We hadn’t planned on skiing, or snowshoeing, or even sledding, but Paul had
the idea that we should climb higher.  We decided that none of us wanted to
pay the full ticket price, so Paul and I watched as Yasemin worked on the
lift operator.  A few pieces of her hair had come loose from her headscarf,
and her skin looked almost opalescent.  She finally convinced him to let us go
up for one fare if we would fit three people to the double chair.  
      We rode to the top of the first crests, me in the middle.  Yasemin and I
pulled our scarves down tighter on our heads; Paul adjusted his hat.  The
snow stung against my cheeks, and Paul’s thigh stung against mine.  
      I trusted Paul—the day he’d left the hotel and Yasemin finished my
curtains, he said he was meeting with a friend who would be going to İstanbul,
and I gave him a letter to hand off.  I addressed it and sealed it and dug out a
few lira for postage.  Inside, I wrote
I am okay.  Love, Laura, in block
letters on an otherwise blank sheet of paper, and I made him promise that he
wouldn’t open the envelope and that he must impress upon his friend not to
mail it until he reached İstanbul proper—it’s a big city, twice the size of New
York, so I thought the postmark would be safe enough.   I could have easily
logged in at any of the Internet shops in Anatolia and sent the same message,
but I thought that if I were on the other side of it, I’d want something that had
been touched.  Paul didn’t ask me anything about not including a return
address, or who might live on Roanoke Ave. in Seattle.  
      “I will explain it to my friend,” he said.  

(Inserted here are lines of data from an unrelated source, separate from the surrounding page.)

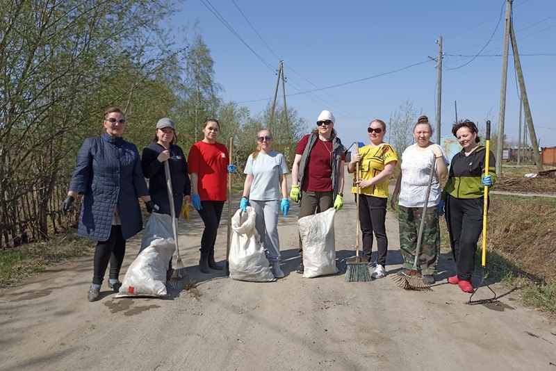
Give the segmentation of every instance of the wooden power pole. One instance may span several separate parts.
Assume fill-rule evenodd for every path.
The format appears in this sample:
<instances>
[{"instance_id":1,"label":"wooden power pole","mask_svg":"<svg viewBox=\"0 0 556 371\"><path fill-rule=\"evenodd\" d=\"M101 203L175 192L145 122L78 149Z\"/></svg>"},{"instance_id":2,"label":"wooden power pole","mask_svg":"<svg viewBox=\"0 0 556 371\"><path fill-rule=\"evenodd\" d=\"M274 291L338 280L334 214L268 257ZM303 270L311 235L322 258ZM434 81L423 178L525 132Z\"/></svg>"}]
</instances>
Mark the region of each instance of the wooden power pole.
<instances>
[{"instance_id":1,"label":"wooden power pole","mask_svg":"<svg viewBox=\"0 0 556 371\"><path fill-rule=\"evenodd\" d=\"M502 174L504 150L504 120L506 115L506 81L508 76L508 49L509 44L509 22L512 14L512 0L506 0L506 26L504 32L504 51L502 57L502 82L500 87L500 112L498 113L498 141L496 147L496 176Z\"/></svg>"},{"instance_id":2,"label":"wooden power pole","mask_svg":"<svg viewBox=\"0 0 556 371\"><path fill-rule=\"evenodd\" d=\"M508 0L511 1L511 0ZM516 35L514 33L513 22L509 23L509 34L512 38L512 49L514 51L514 63L517 70L517 78L519 81L519 90L521 92L521 99L523 100L523 108L525 113L525 122L529 126L529 138L531 139L531 147L533 149L533 160L537 164L537 168L539 172L543 171L543 164L541 160L541 154L539 151L539 142L537 141L537 134L534 132L533 126L533 117L531 115L531 107L529 106L529 99L527 99L527 91L525 90L525 81L523 79L523 71L521 69L521 63L519 61L519 53L517 51L517 42L516 42Z\"/></svg>"},{"instance_id":3,"label":"wooden power pole","mask_svg":"<svg viewBox=\"0 0 556 371\"><path fill-rule=\"evenodd\" d=\"M270 133L272 133L272 129L274 126L274 110L276 108L276 98L278 97L278 87L280 85L280 78L283 76L284 69L282 69L282 65L284 64L284 60L280 60L280 67L278 68L278 81L276 81L276 90L274 92L274 101L272 101L272 110L270 111L270 124L269 125L268 129L270 130ZM286 101L286 97L284 97L284 102Z\"/></svg>"},{"instance_id":4,"label":"wooden power pole","mask_svg":"<svg viewBox=\"0 0 556 371\"><path fill-rule=\"evenodd\" d=\"M442 103L442 36L439 36L439 89L436 96L436 144L440 145L440 113Z\"/></svg>"}]
</instances>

      “Thank you,” I said.  
      “My pleasure,” he said.  
      As the chairlift neared the turn where it would head back down, we piled
off onto the ramp and slid into the drifts.  We’d seen a few skiers here and
there, but I think none of us were really sure what to do once we’d gotten up
there.  We started hiking toward a clump of trees, where we sat down to rest
and watch the light snow that had begun to fall.  It occurred to me that I was
really not wearing the right shoes.  
      “What do you think,” said Paul.  “Is it true that no two snowflakes are
      “I think it doesn’t matter,” said Yasemin.  Her voice was soft.  
      Paul tipped his head toward hers as if he expected her to elaborate, but
she didn’t.  
      From there we decided we would simply make our way down the hill.  I
had my small pack, and Yasemin had another.  Paul was empty-handed, but he
offered to take both our bags.  I kept mine.  Yasemin kept hers, too.  
      This trip was like many things in Turkey; we would do things for the sheer
sake of it—it was like counting bees or organizing kinds of sand: distracting,
entertaining sometimes, and almost wholly pointless.  We just keep walking,
pointing our bodies
down, which is hardly even a direction.  
      The snow was picking up, and it was like egg whites beating into meringue,
the clear air swirling into thick white.  I wondered how much time the Greek
geographer Strabo might have really spent on the slopes.  The going would have
been slower and colder then, without chairlifts and advances in outerwear.     
      It was a few more hours before the light would fail, but partway down the
hill, Yasemin pointed out that the lift had stopped even intermittent operation.  
We’d been keeping close to the base of the lift as a guide.  When I looked up,
the empty chairs swung like pairs of tennis shoes thrown over low power lines.  
      I think we all noticed how quiet it had become.  The snow was coming
down harder and my feet were getting cold.  I felt a little nervous.  I had grown
up in Washington in a drafty house with wood heat, and so I had learned to fear
cold.  That’s when Paul stepped in between Yasemin and me and took us each
by the hand.  
      “Ladies, shall we get off this mountain?” he said.  
      I liked holding Paul’s hand, even through gloves.  
      “Are you rescuing us?” Yasemin asked him.  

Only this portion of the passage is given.